WASHINGTON — The U.S. Supreme Court has never found a specific method of execution unconstitutional, and justices ruled in 2008 that the three-drug protocol used for lethal injection in most states then was not cruel and unusual punishment.
In a case from Kentucky, Chief Justice John Roberts wrote, “Simply because an execution method may result in pain, either by accident or as an inescapable consequence of death, does not establish the sort of ‘objectively intolerable risk of harm’ that qualifies as cruel and unusual.”
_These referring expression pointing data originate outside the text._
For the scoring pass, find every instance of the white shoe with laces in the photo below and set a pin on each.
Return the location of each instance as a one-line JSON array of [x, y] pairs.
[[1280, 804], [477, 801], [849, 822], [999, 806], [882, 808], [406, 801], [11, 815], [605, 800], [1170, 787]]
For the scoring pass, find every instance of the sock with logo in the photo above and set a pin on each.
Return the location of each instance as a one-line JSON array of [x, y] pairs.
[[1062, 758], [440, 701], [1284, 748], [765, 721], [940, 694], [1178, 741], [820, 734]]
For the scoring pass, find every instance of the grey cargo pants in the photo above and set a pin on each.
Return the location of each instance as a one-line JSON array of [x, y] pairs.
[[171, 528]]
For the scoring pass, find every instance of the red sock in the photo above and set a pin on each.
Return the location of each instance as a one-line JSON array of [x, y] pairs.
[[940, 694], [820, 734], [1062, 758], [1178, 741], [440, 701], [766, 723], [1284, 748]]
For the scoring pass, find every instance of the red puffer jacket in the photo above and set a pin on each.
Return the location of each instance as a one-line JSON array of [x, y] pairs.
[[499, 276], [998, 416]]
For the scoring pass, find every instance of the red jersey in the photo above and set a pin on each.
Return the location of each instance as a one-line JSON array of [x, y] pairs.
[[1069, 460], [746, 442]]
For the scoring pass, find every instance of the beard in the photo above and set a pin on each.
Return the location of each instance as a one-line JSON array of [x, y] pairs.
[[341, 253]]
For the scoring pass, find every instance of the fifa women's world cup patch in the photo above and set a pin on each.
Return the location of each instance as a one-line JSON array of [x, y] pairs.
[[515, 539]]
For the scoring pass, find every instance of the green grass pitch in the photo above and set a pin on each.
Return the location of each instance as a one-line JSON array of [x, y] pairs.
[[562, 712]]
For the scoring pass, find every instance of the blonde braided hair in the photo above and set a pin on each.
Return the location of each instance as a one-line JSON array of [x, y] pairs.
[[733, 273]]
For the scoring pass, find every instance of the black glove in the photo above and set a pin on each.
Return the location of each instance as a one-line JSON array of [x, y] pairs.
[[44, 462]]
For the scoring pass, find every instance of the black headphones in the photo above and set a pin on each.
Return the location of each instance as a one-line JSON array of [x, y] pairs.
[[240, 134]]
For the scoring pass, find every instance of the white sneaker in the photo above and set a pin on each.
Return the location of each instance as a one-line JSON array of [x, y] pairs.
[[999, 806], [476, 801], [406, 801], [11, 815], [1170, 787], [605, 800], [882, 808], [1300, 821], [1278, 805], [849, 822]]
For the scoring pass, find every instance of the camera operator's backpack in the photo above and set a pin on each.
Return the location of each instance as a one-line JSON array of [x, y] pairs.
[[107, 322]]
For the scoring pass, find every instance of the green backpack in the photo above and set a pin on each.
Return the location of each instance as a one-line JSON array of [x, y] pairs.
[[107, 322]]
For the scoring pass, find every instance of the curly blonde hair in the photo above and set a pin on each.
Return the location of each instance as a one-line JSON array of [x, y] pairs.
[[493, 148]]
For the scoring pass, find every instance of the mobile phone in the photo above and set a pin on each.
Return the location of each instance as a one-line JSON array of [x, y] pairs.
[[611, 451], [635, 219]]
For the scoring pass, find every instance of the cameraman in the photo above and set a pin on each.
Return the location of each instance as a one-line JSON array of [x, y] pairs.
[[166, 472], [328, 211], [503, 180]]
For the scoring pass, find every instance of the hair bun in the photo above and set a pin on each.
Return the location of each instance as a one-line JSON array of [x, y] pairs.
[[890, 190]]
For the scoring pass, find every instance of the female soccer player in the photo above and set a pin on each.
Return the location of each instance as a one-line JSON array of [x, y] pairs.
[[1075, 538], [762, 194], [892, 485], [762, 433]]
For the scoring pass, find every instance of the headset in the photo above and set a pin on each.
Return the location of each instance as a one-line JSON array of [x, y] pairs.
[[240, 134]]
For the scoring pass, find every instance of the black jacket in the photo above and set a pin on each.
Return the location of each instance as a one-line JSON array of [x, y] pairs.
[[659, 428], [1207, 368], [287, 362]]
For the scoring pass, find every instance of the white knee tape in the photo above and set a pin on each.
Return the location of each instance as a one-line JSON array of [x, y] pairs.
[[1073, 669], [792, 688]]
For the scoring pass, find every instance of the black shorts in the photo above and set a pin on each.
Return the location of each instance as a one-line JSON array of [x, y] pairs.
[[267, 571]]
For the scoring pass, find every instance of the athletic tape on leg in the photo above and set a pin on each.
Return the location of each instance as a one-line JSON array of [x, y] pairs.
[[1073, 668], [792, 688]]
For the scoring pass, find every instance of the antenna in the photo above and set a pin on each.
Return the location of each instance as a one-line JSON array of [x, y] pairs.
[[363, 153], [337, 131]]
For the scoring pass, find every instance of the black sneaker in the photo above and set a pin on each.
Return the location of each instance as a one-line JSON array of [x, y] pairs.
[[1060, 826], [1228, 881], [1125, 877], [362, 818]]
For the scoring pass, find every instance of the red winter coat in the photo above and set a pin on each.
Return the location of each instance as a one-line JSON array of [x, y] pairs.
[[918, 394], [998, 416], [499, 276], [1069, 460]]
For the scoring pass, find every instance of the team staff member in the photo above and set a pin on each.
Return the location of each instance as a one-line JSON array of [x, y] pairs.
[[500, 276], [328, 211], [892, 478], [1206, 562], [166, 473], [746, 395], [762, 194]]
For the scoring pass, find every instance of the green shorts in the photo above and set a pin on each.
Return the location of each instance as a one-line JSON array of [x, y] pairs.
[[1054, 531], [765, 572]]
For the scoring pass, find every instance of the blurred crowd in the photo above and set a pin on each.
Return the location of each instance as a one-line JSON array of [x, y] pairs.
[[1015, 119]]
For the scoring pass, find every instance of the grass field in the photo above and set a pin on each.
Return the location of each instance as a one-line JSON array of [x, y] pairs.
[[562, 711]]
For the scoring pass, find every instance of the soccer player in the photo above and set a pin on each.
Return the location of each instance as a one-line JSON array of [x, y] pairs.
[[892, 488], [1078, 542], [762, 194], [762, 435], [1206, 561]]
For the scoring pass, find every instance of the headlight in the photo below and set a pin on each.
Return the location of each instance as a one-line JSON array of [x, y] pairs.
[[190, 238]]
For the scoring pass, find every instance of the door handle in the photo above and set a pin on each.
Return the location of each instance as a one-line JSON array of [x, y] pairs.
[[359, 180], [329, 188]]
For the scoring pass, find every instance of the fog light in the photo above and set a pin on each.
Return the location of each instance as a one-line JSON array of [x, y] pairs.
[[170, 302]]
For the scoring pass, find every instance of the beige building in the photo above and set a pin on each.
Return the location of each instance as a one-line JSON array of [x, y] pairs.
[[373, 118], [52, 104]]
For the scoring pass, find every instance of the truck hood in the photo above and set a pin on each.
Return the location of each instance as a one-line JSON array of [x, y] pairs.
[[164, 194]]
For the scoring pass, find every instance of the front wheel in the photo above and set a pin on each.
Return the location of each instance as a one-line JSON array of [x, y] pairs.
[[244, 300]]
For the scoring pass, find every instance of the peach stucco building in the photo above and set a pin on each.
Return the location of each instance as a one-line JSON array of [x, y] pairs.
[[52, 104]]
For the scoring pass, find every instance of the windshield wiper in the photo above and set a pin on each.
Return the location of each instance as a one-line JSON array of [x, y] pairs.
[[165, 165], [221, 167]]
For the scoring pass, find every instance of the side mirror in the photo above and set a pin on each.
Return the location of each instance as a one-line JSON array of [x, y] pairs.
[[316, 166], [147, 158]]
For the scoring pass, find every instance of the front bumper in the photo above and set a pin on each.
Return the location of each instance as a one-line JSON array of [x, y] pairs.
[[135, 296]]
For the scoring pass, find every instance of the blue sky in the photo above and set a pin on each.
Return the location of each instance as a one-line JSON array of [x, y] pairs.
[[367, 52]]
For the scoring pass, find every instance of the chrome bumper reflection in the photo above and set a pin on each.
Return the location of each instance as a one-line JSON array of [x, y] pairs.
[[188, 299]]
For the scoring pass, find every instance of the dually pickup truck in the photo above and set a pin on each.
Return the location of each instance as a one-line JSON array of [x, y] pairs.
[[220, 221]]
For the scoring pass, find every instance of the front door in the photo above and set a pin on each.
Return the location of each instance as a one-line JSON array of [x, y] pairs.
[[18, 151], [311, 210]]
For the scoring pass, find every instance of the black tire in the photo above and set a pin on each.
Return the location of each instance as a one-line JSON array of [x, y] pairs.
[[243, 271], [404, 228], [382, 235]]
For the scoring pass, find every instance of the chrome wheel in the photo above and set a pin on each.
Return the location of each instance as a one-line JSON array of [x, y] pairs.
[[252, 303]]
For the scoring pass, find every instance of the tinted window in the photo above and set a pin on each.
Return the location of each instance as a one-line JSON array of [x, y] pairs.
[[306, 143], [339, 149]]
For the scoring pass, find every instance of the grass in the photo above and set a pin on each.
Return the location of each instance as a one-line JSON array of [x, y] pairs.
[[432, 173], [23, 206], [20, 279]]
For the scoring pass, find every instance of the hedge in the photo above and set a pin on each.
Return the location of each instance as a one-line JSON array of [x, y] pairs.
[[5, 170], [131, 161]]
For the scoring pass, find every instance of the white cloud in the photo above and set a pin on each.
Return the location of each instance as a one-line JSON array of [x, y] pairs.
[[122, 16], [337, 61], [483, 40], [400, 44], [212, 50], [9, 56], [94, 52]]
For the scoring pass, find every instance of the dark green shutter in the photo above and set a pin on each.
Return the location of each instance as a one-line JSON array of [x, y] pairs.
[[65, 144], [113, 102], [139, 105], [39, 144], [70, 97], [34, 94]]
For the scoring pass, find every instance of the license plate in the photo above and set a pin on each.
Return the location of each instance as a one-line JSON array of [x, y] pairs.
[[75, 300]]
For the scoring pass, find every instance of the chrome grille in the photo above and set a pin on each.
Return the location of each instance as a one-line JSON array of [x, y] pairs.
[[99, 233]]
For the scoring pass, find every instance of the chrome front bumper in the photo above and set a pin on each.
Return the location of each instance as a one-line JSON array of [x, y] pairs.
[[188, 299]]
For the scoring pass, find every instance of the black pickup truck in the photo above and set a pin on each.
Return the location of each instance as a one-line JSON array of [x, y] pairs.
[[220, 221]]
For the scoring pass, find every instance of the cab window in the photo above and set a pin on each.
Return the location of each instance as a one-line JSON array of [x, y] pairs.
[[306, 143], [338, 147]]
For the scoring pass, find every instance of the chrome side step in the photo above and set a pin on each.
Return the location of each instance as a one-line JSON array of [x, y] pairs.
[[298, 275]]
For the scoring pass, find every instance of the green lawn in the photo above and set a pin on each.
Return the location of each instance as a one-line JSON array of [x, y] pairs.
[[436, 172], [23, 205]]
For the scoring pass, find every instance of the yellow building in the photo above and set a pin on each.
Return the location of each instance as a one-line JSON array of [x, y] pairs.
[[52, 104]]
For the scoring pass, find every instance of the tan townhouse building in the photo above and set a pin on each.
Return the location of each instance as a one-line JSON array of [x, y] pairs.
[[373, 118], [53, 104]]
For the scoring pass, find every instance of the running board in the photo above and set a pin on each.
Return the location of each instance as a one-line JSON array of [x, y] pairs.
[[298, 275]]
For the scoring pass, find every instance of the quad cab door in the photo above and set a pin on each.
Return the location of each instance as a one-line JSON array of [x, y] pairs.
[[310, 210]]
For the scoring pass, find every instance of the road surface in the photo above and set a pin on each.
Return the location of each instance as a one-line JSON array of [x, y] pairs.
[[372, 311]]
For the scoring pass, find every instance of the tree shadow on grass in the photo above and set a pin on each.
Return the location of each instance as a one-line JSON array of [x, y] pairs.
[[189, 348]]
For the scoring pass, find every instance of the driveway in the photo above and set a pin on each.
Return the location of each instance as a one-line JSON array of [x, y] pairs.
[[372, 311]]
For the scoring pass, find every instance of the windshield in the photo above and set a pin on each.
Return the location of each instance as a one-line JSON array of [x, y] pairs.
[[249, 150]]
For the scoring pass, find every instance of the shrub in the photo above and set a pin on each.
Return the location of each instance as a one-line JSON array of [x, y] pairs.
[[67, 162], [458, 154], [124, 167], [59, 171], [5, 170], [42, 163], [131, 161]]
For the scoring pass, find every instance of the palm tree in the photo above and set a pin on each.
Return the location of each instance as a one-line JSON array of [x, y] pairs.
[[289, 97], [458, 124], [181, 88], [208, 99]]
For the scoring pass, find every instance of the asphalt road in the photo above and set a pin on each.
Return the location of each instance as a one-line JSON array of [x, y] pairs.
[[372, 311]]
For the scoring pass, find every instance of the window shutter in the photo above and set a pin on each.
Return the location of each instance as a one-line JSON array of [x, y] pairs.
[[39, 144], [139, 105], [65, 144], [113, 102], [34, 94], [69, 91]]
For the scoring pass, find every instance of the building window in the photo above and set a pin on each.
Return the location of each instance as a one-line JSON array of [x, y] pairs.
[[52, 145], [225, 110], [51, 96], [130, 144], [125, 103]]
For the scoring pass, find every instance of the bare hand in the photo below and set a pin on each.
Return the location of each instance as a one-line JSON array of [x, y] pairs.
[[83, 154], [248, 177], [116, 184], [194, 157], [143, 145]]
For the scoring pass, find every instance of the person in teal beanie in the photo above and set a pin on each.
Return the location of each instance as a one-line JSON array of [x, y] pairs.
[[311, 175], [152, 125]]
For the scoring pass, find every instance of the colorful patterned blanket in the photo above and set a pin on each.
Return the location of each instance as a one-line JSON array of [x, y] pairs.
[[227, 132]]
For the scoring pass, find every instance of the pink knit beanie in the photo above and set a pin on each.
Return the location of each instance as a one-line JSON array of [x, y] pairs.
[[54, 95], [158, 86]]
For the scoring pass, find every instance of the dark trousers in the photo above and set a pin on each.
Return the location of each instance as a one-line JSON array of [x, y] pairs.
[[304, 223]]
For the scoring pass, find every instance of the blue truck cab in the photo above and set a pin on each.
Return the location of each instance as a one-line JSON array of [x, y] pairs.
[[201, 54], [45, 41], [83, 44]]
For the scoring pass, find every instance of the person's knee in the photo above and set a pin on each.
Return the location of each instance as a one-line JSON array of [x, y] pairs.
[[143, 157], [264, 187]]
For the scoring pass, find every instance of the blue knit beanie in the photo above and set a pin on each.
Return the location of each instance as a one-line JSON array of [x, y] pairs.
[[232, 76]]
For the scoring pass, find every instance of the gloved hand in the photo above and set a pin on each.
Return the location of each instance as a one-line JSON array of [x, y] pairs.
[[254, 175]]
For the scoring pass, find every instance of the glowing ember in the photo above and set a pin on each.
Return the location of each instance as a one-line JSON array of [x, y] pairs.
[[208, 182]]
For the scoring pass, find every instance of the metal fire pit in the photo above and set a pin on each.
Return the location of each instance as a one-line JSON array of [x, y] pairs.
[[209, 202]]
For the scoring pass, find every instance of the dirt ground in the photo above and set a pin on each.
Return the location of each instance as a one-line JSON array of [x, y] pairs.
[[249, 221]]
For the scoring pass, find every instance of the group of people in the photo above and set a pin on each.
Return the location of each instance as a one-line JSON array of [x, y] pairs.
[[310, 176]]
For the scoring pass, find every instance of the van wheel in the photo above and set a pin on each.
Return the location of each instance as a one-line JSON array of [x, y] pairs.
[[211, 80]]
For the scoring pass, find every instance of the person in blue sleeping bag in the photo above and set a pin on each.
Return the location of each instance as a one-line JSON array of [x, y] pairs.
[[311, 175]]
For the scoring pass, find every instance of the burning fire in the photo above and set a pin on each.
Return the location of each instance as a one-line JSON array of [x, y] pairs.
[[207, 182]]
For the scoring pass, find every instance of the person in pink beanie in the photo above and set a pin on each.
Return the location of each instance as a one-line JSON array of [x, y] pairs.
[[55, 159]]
Though justices fractured over reasoning in the case, seven of the nine agreed that it was not a violation of the Eighth Amendment for Kentucky to use the three-drug protocol instead of a single drug.
The high court had suspended executions in the country while considering the case and ultimately ruled that a death row inmate couldn’t challenge a state’s method of execution “merely by showing a slightly or marginally safer alternative.”
Roberts, joined by Justices Samuel Alito and Anthony M. Kennedy, wrote that the U.S. Constitution “does not demand the avoidance of all risk of pain in carrying out executions.”
“Some risk of pain is inherent in any method of execution — no matter how humane — if only from the prospect of error in following the required procedure,” Roberts wrote.
Roberts’ opinion notes that some people would not be satisfied with any execution method but that the high court had ruled states could have capital punishment laws.